Höchstgeschwind. 200 km/h 205 km/h 210 km/h 220 km/h
WLTP-Verbrauch 17,8-18,1 kWh 14,8-15,8 kWh 16,0-18,6 kWh 17,0-19,8 kWh
Akku netto ca. 94 kWh ca. 79 kWh 75,8 kWh 95 kWh
WLTP-Reichweite 620 km 659 km 458–533 km 536-641 km
DC-Ladedauer 30 min 28 min 21 min 21 min
Ladegeschwindigkeit ca. 2,2 kWh/min ca. 2,0 kWh/min 2,5 kWh/min 3,2 kWh/min
Länge / Höhe 4,84 / 1,53 m 4,61 / 1,48 m 4,77 / 1,67 m 4,78 / 1,62 m
Kofferraum 528-1.536 Liter 407-1.097 Liter 526-1.529 Liter 540-1.348 Liter
Basispreis 57.900 Euro 52.690 Euro 63.500 Euro 80.700 Euro

Man erkennt, dass der Polestar 2 bei Antrieb, Reichweite und Verbrauch dem Polestar 4 überlegen ist, er hat aber (wegen der geringeren Länge) einen deutlich kleineren Kofferraum, auch wenn der besser nutzbar ist als beim Polestar 3. Der kleine Bruder kostet rund 5.000 Euro weniger als unser Polestar 3. Der Audi bietet wegen der kleineren Batterie spürbar weniger Reichweite, ist aber beim Laden fixer. Der Unterschied ist hier allerdings wegen der geringeren Batteriespannung kleiner als bei den stärkeren Q6-Varianten. Außerdem ist der Audi teurer.

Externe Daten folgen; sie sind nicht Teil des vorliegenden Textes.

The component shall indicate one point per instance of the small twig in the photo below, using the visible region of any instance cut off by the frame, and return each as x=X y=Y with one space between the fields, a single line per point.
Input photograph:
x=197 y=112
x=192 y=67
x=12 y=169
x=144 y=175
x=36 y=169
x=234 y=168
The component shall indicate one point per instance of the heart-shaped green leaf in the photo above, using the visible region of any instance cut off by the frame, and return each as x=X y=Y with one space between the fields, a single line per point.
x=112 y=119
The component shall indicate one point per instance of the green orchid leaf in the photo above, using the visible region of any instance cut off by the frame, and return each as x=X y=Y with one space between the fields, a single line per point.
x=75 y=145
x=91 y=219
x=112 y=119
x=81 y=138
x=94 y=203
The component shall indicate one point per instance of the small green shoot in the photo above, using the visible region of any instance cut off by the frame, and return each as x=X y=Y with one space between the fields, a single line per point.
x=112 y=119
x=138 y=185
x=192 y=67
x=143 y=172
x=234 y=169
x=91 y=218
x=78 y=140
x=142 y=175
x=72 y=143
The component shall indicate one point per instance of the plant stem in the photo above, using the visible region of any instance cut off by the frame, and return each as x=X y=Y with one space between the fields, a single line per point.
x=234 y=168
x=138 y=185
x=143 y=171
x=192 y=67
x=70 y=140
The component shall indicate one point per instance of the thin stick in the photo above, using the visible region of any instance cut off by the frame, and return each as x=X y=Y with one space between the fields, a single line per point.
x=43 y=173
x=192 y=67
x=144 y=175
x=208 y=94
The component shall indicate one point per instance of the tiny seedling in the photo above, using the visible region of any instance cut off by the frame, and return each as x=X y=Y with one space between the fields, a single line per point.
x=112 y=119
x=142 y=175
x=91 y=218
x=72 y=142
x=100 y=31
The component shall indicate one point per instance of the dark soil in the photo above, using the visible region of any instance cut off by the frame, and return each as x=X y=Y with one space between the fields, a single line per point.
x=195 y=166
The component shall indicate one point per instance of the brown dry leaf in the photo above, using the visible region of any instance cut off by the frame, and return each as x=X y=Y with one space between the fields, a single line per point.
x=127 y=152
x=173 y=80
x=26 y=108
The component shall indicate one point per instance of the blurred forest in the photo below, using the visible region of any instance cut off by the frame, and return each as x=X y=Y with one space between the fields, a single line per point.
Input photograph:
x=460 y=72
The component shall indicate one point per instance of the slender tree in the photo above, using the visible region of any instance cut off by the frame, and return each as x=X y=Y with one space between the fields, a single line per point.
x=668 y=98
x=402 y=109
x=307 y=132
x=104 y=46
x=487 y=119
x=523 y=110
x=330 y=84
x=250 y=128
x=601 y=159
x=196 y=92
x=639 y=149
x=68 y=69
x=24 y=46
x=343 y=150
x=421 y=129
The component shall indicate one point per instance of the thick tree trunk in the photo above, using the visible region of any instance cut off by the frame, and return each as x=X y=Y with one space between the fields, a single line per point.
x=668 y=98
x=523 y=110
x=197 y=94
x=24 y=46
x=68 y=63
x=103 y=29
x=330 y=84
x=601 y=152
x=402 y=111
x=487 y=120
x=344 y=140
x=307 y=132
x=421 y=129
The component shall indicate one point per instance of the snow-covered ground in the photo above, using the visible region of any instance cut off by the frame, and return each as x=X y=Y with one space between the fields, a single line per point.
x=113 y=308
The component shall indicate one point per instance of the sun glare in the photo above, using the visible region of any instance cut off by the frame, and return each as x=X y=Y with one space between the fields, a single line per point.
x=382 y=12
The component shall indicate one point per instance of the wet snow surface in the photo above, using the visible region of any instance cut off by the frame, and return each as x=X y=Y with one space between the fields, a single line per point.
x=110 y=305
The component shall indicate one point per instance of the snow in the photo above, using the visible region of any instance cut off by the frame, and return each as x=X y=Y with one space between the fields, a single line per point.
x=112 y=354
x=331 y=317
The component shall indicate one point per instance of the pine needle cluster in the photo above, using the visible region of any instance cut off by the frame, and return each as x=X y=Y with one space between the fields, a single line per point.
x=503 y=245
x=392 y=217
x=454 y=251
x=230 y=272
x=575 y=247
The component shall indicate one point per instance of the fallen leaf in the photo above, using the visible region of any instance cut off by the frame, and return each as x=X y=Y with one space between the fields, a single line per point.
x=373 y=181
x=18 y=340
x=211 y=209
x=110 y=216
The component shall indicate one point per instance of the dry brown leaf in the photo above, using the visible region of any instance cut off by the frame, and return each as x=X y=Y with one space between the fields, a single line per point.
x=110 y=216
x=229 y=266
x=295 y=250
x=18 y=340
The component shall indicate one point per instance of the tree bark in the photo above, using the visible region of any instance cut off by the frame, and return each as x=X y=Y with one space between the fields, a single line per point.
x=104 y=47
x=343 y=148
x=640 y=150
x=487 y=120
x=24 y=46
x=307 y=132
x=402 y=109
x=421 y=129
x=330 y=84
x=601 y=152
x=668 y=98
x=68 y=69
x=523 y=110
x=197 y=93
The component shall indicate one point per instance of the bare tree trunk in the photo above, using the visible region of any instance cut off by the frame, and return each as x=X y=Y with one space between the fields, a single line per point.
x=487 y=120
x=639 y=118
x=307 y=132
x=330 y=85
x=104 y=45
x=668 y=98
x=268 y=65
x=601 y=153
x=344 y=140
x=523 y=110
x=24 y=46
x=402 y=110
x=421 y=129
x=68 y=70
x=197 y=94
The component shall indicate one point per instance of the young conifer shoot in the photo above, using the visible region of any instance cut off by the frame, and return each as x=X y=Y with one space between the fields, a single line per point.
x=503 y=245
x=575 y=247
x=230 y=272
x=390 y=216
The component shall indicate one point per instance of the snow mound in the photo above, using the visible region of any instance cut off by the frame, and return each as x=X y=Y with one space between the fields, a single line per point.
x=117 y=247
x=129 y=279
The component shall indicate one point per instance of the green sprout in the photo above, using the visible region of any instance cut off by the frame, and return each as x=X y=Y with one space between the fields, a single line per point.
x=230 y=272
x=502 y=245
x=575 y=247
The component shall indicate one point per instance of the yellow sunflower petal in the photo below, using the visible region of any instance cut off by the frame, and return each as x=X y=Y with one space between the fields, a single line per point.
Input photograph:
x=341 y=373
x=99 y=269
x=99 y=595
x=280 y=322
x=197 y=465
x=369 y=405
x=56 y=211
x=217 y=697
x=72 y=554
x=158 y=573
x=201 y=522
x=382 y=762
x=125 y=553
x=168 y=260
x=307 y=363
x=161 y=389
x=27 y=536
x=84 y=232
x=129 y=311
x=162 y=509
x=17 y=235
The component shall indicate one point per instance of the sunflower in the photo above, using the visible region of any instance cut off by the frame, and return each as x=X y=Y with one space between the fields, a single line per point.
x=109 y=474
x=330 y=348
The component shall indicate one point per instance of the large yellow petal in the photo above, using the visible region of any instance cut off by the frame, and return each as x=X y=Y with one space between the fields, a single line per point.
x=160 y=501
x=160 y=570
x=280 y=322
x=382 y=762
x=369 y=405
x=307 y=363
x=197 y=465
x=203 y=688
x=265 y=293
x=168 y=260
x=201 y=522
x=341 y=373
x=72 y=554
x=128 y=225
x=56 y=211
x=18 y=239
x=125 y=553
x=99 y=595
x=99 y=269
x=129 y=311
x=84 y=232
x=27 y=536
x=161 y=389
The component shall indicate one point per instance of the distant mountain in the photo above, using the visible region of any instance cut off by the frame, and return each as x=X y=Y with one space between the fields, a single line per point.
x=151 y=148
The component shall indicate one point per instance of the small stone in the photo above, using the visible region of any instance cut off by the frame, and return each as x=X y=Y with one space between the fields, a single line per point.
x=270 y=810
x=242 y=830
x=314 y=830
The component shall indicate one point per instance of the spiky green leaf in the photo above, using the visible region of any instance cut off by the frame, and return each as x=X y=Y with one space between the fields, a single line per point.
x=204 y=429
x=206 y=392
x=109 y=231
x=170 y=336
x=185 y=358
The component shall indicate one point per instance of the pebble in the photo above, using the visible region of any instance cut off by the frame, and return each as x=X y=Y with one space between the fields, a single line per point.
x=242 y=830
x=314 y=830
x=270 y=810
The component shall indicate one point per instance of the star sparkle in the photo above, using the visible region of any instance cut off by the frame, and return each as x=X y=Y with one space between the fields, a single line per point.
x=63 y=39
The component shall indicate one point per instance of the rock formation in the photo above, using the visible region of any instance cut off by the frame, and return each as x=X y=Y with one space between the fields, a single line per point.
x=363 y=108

Der Porsche ist beim Schnellladen deutlich besser als der Polestar 3. Auch bei der Reichweite hat er die Nase vorn, wenn man eine Version mit kleinen Rädern und wenig Ausstattung nimmt. Insgesamt ist der Macan wohl zusammen mit dem Polestar 2 das beste Auto im Vergleich. Dafür langt Porsche richtig hin: Der Wagen kostet über 20.000 Euro mehr als der Polestar 4.

Fazit

Der Größenunterschied zwischen Polestar 3 und 4 fällt in freier Wildbahn gar nicht so sehr auf. Aber der Unterschied beim Fahren ist groß, wie ich bei meinen Tests feststellte: Der Polestar 4 wirkte eher unscheinbar, der 3er dagegen richtig sportlich. Das mag auch daran gelegen haben, dass ich beim Polestar 4 den eher moderat motorisierten Hecktriebler erwischt habe. Der Polestar 3 hat mir jedenfalls um Längen besser gefallen als der Polestar 4.

Der Polestar 4 ist für mich primär ein Designer-Experiment für Leute, die das Besondere lieben. Wer oft in der City unterwegs ist, sollte das Auto wegen der beschränkten Rundumsicht aussortieren. Gut eignet er sich als Chauffeursfahrzeug, weil man hinten so schön sitzt. Hierzulande werden allerdings meist Kinder im Fond kutschiert, und dass man sich des Nachwuchs wegen für dieses Auto entscheidet, ist zweifelhaft. Zumal der Polestar 4 für ein Familienauto einen zu unpraktischen Kofferraum hat.